The Lay of the Authorization Land - SGNL
Identity and Access Management (IAM) is typically divided into the Identity part, which deals with user authentication and the Access Management part, which deals with authorization. Authorization in enterprises is the ability to determine the assets a principal may access and how they may access those assets. At an airport for example, authentication is when airport security identifies you as the passenger and authorization is when a gate agent lets you board a specific flight…
The Cyber Hut Comment: An introductory article by SGNL looking at the world modern digital asset access control.
They focus on boiling down the access control focus to data - whether that is focused on consumer records for example of changing of a user password. They see data as the lowest level asset that needs protecting across the enterprise landscape. The article goes on to describe the main user types - mainly IT users, normal users, extended workforce (E.g. contractors), partners, organisational customer users and customer users.
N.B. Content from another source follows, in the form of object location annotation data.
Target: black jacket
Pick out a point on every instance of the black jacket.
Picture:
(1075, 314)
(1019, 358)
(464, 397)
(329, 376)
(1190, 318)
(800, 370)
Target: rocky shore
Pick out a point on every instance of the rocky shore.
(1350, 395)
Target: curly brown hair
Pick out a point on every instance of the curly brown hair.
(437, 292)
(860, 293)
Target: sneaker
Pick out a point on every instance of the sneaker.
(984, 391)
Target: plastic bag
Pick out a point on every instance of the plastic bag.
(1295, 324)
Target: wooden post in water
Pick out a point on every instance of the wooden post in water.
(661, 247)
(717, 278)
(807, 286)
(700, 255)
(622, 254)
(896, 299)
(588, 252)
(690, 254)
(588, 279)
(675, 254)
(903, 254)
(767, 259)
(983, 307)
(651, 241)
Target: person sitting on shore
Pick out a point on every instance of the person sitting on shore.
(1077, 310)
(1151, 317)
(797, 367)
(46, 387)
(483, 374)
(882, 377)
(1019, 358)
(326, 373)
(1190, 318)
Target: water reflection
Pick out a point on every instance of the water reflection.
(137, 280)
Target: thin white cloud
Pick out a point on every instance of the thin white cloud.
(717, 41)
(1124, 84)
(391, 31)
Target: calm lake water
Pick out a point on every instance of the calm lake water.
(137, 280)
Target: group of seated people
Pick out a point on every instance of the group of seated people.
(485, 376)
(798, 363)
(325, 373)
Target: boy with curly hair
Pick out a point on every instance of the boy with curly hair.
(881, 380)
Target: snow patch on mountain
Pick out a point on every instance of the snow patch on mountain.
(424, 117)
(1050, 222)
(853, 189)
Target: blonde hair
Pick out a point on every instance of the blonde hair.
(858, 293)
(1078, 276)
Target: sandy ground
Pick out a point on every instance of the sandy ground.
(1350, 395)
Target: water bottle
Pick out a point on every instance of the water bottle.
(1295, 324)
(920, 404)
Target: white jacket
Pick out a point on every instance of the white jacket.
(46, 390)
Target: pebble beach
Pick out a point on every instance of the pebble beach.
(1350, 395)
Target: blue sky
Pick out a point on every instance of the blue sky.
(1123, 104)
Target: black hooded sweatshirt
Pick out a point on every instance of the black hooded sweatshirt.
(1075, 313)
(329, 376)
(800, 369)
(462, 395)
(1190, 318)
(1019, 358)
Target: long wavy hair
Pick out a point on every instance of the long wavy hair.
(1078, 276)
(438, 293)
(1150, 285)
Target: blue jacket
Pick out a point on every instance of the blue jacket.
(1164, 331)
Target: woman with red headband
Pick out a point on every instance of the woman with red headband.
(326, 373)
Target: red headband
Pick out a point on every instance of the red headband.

They then introduce the concept of an “asset access path” - essentially the linkage between the subject (end user) and the object (the thing they want to gain access to) and the associated actions (what the subject can do against the object). Clearly the objects being protected will be varied - from cloud systems, on-premise files, infrastructure (servers and the like) and internal applications. All of which likely to need different integration options and contextual analysis.
A policy is then used to link subjects to objects - and the article gives us a tour of existing concepts such as ABAC (attribute based access control), RBAC (role based access control) and a mention of JIT - just in time access control - none of which the article claims are really delivering all the access control needs of the modern enterprise.
The article argues that this standard employee to asset access control piece is not being fulfilled by the market, which was the inspiration for SGNL to startup and focus on improving this perceived gap in the market.